Two
weeks ago I posted on rejecting the binary - the idea that life is an either or
concept. That life is really lived in
the spaces between extremes. The idea is that it is the tension between two
extremes provides the very foundation on which we live. As a Christian my faith needs that binary to
create that tension.
Personally, I see a number of
paradoxes, and wondrous contradictions in scripture and in my faith. As Karen Armstrong writes often the
point of scripture is for us to be able to see the grace of God; sometime that
takes longer than others. It is understanding
those paradoxes and contradictions that allow us to do see that grace.
Our faith calls us to live a life for
which language is inadequate. It is our attempt to simplify our faith that
creates extremes, and in doing so makes fools of us. For me, the life of faith contains certainty
about only a few things.
Salvation is by grace alone, but we
are judged on our actions, and if scripture is to be believed there will be
some of us sent away from heaven. Thus salvation is both a gift of grace and a
result of behaviour, and yet we ourselves cannot win our salvation. (Salvation
from what is yet another discussion).
It is a similar paradox to
sobriety. While I am unable to follow
through on my choice of whether to use or not, I need God. Yet, the gift of recovery does not last
unless I take action. It is that
wondrous combination of the work God and I can do.

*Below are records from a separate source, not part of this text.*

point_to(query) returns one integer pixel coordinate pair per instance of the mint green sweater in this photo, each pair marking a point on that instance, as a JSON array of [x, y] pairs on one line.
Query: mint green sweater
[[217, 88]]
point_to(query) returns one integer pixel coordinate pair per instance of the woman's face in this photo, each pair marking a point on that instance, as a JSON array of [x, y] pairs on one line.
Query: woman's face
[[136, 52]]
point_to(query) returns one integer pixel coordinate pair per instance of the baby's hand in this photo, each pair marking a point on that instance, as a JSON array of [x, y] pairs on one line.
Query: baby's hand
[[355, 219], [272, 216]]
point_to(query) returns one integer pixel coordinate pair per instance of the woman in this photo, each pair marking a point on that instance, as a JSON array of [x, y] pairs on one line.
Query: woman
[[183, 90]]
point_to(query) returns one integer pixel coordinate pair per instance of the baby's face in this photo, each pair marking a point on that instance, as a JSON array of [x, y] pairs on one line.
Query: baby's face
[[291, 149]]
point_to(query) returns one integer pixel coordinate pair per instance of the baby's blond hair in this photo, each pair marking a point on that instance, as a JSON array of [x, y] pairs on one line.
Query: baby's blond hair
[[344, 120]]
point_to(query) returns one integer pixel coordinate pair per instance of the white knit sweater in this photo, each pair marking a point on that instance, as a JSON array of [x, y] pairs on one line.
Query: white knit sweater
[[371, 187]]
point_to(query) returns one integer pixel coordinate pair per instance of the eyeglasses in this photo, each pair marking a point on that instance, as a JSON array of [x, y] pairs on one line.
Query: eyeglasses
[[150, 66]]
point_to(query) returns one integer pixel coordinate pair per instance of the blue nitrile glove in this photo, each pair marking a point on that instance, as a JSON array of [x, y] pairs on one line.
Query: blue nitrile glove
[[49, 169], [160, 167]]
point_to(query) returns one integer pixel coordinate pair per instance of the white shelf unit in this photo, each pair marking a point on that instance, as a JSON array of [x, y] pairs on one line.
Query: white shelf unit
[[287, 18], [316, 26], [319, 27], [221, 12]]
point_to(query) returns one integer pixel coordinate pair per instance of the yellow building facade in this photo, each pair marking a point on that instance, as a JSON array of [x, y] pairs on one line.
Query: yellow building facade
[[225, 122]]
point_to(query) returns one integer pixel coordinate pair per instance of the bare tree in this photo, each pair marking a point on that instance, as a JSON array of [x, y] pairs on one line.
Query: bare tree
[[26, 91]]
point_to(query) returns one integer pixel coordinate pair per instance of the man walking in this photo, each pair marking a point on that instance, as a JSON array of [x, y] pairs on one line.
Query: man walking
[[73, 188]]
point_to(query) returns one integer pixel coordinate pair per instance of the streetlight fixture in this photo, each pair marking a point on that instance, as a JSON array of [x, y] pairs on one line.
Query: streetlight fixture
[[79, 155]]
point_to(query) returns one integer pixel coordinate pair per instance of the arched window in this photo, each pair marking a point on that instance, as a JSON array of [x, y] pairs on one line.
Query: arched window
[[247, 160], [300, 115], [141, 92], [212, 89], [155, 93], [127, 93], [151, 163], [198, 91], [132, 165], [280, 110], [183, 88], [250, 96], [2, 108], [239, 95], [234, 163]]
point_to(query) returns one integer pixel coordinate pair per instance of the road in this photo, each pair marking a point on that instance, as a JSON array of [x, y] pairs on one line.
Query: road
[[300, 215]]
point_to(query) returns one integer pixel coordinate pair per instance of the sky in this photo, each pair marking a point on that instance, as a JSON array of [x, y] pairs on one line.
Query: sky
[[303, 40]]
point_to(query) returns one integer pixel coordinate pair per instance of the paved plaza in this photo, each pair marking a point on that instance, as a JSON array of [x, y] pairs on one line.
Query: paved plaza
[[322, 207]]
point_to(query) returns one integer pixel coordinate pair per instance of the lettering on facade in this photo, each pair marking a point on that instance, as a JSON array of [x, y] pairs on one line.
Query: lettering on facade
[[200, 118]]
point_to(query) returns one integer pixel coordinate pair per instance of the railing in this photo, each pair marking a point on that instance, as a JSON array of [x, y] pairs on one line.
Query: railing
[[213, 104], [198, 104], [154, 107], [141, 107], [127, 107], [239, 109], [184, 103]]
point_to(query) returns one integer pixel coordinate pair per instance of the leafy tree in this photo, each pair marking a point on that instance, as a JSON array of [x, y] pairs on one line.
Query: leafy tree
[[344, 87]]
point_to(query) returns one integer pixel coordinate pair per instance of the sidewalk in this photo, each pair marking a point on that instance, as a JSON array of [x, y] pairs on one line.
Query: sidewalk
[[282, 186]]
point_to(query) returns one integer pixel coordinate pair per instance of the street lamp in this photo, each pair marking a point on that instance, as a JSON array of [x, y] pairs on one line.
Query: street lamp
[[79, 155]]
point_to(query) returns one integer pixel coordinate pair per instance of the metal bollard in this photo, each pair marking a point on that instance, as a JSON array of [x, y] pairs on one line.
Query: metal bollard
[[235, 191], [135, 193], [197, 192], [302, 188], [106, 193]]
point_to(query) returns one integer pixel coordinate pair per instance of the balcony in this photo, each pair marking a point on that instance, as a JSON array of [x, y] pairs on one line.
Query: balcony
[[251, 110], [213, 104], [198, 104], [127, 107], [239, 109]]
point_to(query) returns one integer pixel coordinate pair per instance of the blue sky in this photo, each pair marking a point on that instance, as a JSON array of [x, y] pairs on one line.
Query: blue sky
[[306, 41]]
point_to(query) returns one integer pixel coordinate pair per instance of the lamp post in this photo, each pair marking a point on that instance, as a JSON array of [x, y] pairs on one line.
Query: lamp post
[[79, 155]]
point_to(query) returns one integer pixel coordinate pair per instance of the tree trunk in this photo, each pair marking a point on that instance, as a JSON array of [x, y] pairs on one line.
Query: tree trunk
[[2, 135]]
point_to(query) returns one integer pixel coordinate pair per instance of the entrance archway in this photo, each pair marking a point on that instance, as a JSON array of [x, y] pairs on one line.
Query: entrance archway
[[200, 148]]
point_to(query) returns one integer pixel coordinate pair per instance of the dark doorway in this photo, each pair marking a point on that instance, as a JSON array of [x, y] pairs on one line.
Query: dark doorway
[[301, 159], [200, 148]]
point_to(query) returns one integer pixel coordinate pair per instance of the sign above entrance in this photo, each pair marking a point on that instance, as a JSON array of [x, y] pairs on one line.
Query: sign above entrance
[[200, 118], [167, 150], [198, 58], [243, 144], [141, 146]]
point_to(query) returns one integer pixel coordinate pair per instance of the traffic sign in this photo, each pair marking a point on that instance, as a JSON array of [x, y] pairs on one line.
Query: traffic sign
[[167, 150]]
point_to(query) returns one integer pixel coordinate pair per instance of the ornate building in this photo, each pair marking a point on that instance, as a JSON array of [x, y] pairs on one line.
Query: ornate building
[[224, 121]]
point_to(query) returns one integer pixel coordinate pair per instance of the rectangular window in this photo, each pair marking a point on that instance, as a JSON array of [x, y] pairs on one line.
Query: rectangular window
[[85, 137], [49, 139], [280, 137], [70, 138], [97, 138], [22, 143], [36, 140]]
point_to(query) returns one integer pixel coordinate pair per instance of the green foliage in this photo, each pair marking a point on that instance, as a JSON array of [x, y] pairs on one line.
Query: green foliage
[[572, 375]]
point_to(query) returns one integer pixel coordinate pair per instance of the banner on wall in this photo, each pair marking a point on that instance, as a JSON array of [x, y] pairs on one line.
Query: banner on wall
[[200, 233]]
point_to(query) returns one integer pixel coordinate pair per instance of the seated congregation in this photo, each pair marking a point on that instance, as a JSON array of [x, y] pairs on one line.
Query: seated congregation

God is incredibly merciful and loving
and yet seems be incredibly callous. Making the sun rise on Auschwitz and on
those running the gas chambers. Do not misunderstand me, the same freedom
granted to us that allowed those acts of horror is the same freedom that also
allowed us the acts of courage that intervened. The second world war showed us
at both our worst and best. Shamefully, I don’t think we learned anything from
it.
I am called to be gracious and
forgiving but also to do so with discernment. To turn the other cheek and yet
not cast pearls before swine. I will ignore that the glorious pig is portrayed
as a villain. (I like pigs.) I am told to invite strangers in for they might be
angels, but am also told that there are those that I should not even sit at the
same table as they.
Personally, I shift from unbelief and
that this is utter nonsense to confidence in Christ. On my darker days I think
that while there is a God, us Christians have it wrong. On my brighter days
there is joy found within my faith.
As I said before, contradictions form
the fabric of life (different words but same idea). I also know that what was
once true may no longer be so. That what I believed as I started my life has
now changed. Even the violence of my convictions, passion, has softened. As my
perspectives on life change, as my experience grows, as my mental and emotional
health shift, so does all of life. As I shift from one end of the spectrum to
another.
But there is something else. As I age,
mature seems to be the wrong word, and my perspective changes as well, there I
still find God. I consider Thomas, and his doubt, and Christ’s reaction to it.
Jesus met him where he lived. And perhaps, for Thomas to have faith, he had to
have doubt. For, if I am to be free to choose to be compassionate, I have to be
free to choose to be an asshole. I have had times when being compassionate was
being an asshole. If I am to be free to believe, then I have to be free to
doubt.
Life is about being in between. Being
in between sunrise and sunset. Acceptance and rejection. Love and indifference.
Hatred and joy. As the teacher in Ecclesiastes teaches, each has their season.
Life is lived in those spaces. The certainty that I see people crave, the
desire to live at one end of the spectrum does not allow life and I suspect
does not allow God. The vulnerability that is created in being in between,
being uncertain, allows God into our lives. It requires faith to live in that
balance.
So this week as I saw a friend of mine
making statements I think are total bullshit, I paused and realized that she,
like me, is living in the space defined by paradoxes. While she might be at one
end, I very well might be on the other.
I have found peace with what I see as being another Christian looking
like an idiot. My prayer for her, is
that she is able to give up the comfort of feeling certain, and come closer to
God.
It is only when we allow ourselves the
vulnerability of uncertainty and doubt, embracing the binary, that we can shift our reliance to God.